The audio just breaks up or skips for a sec. But it is almost to the Min. I mean I can almost count when it is going to do it. It seems a bit better today (of corse since DTV is coming out tomorrow)

It isnt much I know but IS annoying.
My 0x206 upgrade went through 3-12-08
signal meters as follows 

110
1-8 NA NA NA NA NA NA NA 97
9-16 NA 95 NA 97 NA NA NA NA
17-24 ALL NA
25-32 ALL NA

119
1-8 ALL NA
9-16 ALL NA
17-24 NA NA NA NA NA 95 86 91
25-32 73 96 95 95 51 95 94 96

99 (s)
1-8 0 66 0 65 0 43 NA NA Seems low to me.
All others NA

103 (s)
1-8 0 0 0 0 0 100 NA NA
9-16 NA NA NA NA NA NA 38 100
17-24 82 97 100 100 100 0 43 42
25-32 ALL NA

103 (c)
1-8 82 82 79 77 81 83 79 79
9-16 83 84 79 80 84 85 NA NA
17-24 83 NA NA NA NA 75 NA NA
25-32 ALL NA

These were all on tuner 1 and after 119 it takes a while for the signal meter to fill in.

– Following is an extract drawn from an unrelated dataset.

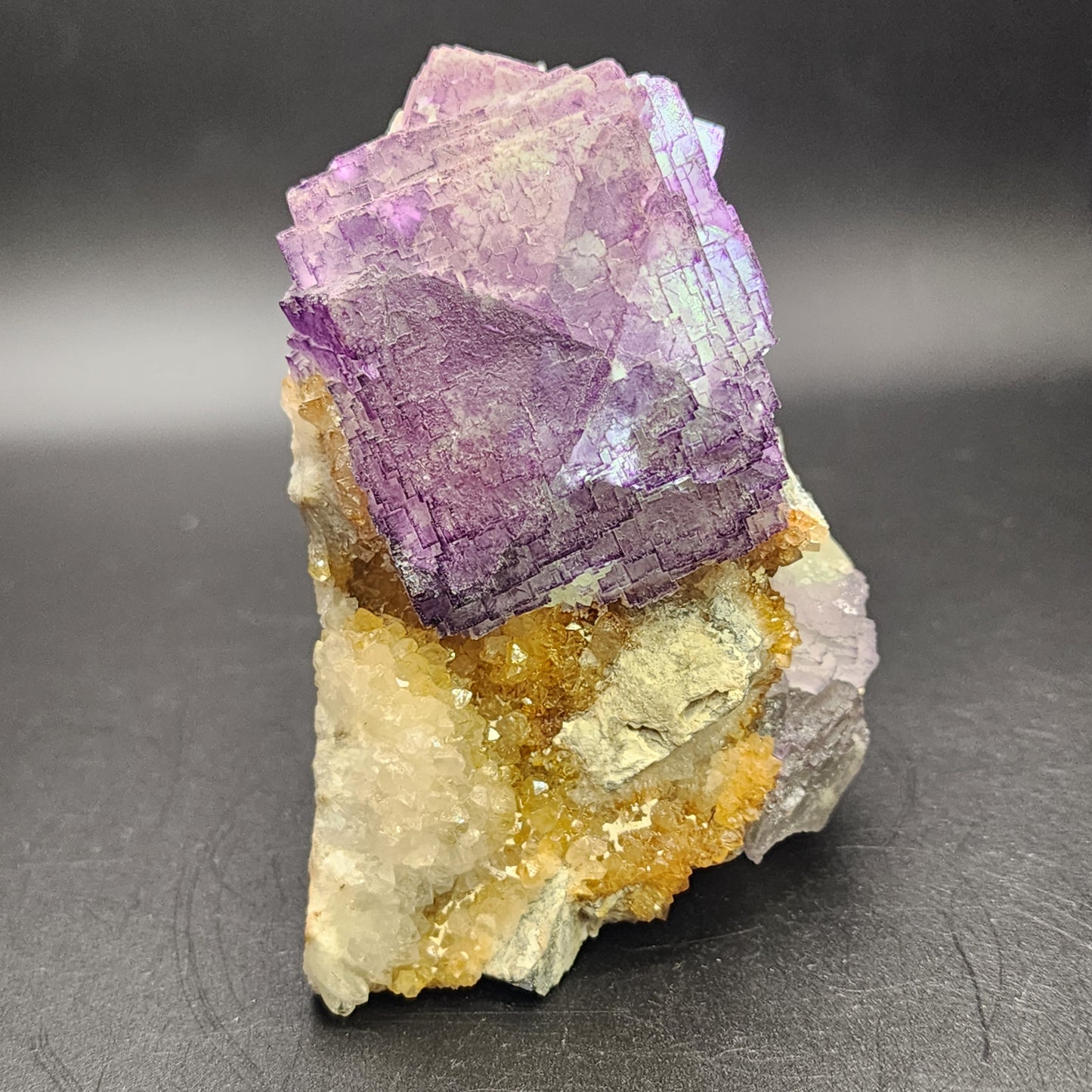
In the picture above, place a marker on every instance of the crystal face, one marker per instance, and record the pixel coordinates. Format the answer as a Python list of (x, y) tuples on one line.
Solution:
[(543, 329), (582, 628)]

Very new to HD all but the audio judt doesnt seem right cutting out Juuust for a split second but like I say, almost to the min. ONLY on HD channels.
Rebooted many times.

And I also get the video audio sync problem.

Thanks
Don


----------



## hdtvfan0001 (Jul 28, 2004)

JACKTRIP said:


> I currently have this HD DVR Box is this the worst one as no one is posting about this one. The upgrade has killed my sound, i have black outs, i have "rolls" in the picture i hate DTV!


Please note that this is a CE update, not a National release version....meaning.....there is risk involved and you may experience problems.

By some chance, have your read the CE Program Rules? There are no guarantees with interim releases....that's why they are "test" versions and should be treated/considered as such.

Only those folks who understand the program's intentions and rules should participate. While it's open to vitually everyone, its not right for everyone, especially if folks expect every test release will be problem-free.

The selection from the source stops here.